The making of a terrorist
Born in the northwestern Pakistani Bannu district, Mehsud travelled to Afghanistan in the mid-1990s to fight alongside the Taliban movement for control of government in Kabul. The US-led invasion of Afghanistan in 2001 destroyed Taliban rule and drove its fighters and their al Qaeda allies into flight across the border to Pakistan. Many fetched up in the lawless badlands of Pakistan's western tribal areas.
There, they adopted Baitullah Mehsud as leader and gave him arms and funds.
As a budding local warlord, he joined forces with the veteran Islamic terrorist Qari Tahir Yuldashev, leader of the “Islamic Army of Uzbekistan” organization. The grizzled Uzbek fighter took the young gang leader under his wing and tutored him in radical terror tactics and anti-government ideology. Yuldashev place an IAU contingent of 2,500 Uzbeks under his pupil's command and Mehsud was off and running with the nucleus of a private militia that soon terrorized a whole district.
In South Waziristan, he established a mountain fiefdom by smashing traditional power structures, driving out tribal elders and turning his Mehsud clan into a criminal mob which spread violence and mayhem on the highways all the way to Karachi seaport in the south and up to the picturesque Swat valley in the northwest.
In December 2007, Mehsud formed the Tehrik-i-Taliban of Pakistan (Students Movement of Pakistan), an extremist anti-Islamabad umbrella organization committed to enforcing Sharia law and evicting foreign military troops from Afghanistan by jihad.
He had meanwhile gathered into his organization the scattered remnants of al Qaeda and stray Islamists from other parts of the Indian subcontinent, including terrorists wanted by Pakistan.

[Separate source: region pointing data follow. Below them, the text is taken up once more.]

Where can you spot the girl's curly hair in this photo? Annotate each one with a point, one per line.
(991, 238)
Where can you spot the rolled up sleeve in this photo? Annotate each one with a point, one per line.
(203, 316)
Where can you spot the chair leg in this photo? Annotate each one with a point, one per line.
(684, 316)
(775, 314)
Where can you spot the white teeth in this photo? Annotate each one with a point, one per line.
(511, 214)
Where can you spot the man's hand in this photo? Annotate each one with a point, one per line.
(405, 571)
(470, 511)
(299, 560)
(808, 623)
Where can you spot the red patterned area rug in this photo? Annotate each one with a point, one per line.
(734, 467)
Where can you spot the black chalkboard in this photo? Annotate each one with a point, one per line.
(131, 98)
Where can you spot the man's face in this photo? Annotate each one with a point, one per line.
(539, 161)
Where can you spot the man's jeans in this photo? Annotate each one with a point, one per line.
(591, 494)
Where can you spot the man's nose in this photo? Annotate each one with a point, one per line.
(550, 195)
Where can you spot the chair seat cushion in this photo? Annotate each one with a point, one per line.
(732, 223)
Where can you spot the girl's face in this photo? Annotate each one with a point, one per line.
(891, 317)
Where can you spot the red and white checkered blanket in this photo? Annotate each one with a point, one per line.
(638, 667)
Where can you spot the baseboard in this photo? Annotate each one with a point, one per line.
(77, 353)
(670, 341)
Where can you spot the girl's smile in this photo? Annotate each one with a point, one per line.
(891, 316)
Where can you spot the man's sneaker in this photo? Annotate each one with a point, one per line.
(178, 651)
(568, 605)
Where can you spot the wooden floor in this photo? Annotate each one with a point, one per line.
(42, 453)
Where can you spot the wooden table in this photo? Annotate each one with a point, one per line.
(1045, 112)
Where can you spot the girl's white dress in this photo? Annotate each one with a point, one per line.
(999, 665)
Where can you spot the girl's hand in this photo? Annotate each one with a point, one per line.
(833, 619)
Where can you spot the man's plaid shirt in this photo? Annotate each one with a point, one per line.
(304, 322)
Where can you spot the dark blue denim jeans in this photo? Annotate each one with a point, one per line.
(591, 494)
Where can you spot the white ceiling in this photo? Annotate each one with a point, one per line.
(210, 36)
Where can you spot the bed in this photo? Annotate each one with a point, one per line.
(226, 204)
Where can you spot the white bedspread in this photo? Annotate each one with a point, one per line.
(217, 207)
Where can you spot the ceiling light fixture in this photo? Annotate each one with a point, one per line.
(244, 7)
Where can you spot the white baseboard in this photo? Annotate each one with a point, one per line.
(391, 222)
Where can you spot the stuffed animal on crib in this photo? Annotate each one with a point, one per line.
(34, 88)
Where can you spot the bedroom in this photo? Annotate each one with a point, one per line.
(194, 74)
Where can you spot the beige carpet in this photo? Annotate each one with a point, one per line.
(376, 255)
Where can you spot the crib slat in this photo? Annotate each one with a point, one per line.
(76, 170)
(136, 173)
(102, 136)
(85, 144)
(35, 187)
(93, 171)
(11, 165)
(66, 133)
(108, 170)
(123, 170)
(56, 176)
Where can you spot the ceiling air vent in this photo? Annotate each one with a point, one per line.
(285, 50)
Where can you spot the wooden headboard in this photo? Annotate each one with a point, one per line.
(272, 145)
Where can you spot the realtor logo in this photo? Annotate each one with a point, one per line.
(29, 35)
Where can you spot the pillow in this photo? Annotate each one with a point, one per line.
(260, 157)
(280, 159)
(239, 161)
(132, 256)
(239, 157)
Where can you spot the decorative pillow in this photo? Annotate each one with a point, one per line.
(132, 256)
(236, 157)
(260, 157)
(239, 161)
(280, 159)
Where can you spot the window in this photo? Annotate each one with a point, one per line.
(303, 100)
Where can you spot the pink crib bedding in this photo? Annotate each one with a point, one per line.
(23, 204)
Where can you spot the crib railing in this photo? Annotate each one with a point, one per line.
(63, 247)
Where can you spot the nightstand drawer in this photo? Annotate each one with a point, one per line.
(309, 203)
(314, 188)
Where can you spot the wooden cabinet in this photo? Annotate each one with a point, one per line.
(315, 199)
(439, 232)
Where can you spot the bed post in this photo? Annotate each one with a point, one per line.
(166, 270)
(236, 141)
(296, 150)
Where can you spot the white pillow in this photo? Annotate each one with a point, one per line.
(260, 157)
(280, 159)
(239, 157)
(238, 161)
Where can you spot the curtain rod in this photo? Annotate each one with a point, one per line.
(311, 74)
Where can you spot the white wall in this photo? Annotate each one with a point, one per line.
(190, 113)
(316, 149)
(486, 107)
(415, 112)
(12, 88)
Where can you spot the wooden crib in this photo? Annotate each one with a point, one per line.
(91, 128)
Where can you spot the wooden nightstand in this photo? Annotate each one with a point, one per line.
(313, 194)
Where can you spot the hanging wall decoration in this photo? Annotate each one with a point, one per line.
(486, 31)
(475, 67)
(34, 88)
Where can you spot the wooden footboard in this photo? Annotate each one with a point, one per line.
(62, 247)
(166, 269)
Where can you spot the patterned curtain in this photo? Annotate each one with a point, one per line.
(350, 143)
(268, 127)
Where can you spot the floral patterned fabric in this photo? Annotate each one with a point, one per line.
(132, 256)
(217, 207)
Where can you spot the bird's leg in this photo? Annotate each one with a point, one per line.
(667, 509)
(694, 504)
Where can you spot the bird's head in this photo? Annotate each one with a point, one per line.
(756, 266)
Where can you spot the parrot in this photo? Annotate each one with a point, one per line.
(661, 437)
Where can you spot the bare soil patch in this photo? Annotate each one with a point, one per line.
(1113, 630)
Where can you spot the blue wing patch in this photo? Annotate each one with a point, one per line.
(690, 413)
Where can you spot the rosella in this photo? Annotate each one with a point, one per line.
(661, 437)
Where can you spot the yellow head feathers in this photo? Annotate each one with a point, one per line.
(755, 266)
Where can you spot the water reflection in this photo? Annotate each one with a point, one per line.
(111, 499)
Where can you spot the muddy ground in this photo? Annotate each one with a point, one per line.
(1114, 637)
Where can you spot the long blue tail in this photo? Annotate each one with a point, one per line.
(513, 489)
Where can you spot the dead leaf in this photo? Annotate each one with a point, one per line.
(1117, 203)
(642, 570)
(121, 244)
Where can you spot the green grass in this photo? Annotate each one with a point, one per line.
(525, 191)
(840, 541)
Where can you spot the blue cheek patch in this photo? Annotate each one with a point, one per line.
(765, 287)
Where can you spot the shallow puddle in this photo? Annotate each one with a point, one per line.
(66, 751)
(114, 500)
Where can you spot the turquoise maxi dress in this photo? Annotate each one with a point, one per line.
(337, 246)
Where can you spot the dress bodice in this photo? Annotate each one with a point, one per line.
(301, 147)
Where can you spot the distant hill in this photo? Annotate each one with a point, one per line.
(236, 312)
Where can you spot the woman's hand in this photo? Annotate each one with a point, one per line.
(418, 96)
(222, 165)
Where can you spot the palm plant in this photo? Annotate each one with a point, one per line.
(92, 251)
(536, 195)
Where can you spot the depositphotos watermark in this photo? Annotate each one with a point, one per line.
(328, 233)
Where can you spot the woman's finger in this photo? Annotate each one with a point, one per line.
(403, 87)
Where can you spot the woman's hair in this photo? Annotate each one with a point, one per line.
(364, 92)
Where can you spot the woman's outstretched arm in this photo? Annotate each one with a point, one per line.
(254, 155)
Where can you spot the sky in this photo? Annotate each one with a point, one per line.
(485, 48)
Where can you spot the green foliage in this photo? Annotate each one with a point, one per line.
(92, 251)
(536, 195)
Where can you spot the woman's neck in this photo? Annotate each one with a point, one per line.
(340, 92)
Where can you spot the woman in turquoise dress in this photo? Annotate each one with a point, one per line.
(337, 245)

The Pakistani warlord continued to spread his wings to become the most powerful terrorist chief in all of western Pakistan, his grip on Islamic extremist circles second only to that of the Afghan Taliban leader Mullah Omar.
The Mehsed militia absorbs al Qaeda and all willing jihadis
Infuriated by the Taliban warlord's advance from Swat to within 100 kilometers of the capital, the Pakistan government resolved to go after Mehsud – first in the Swat Valley and now, in June, in his South Waziristan fortress.
DEBKA-Net-Weekly's military sources report that today, the Islamist mobster's strength is such that to eliminate him and his following, Pakistan will need every military resource in the book – fighter bombers, helicopter gunships, artillery and ground troops, including special forces. It can count on support from US intelligence networks, special forces and drone missile units. Our sources say that the Americans will not hesitate to loft the drones, as they did this week, following a tip-off to Mehsud's whereabouts which proved wrong.
Our counter-terror sources stress that firepower alone will not guarantee the immediate destruction of the powerful Mehsud militia numbering several thousand of hardened terrorists, an amalgam of his tribal Taliban followers and hundreds of al Qaeda fighters, most of them jihadis from Arab countries. The operation could drag on for months or even years.
Although this would out of character, the wanted Taliban warlord may decide if the pursuit is too hot on his heels to drop out of sight – as did Osama bin Laden in Tora Bora in November 2001, and his Uzbek mentor, Yuldashev, who has been wandering around Central Asia and Pakistan a step ahead of his would-be captors since 2004.
The price of failure would be high: the operation instead of eliminating the Mehsud threat may have the opposite effect of fueling the conflict or even triggering a civil war more vicious and bloody than the one next door in Afghanistan.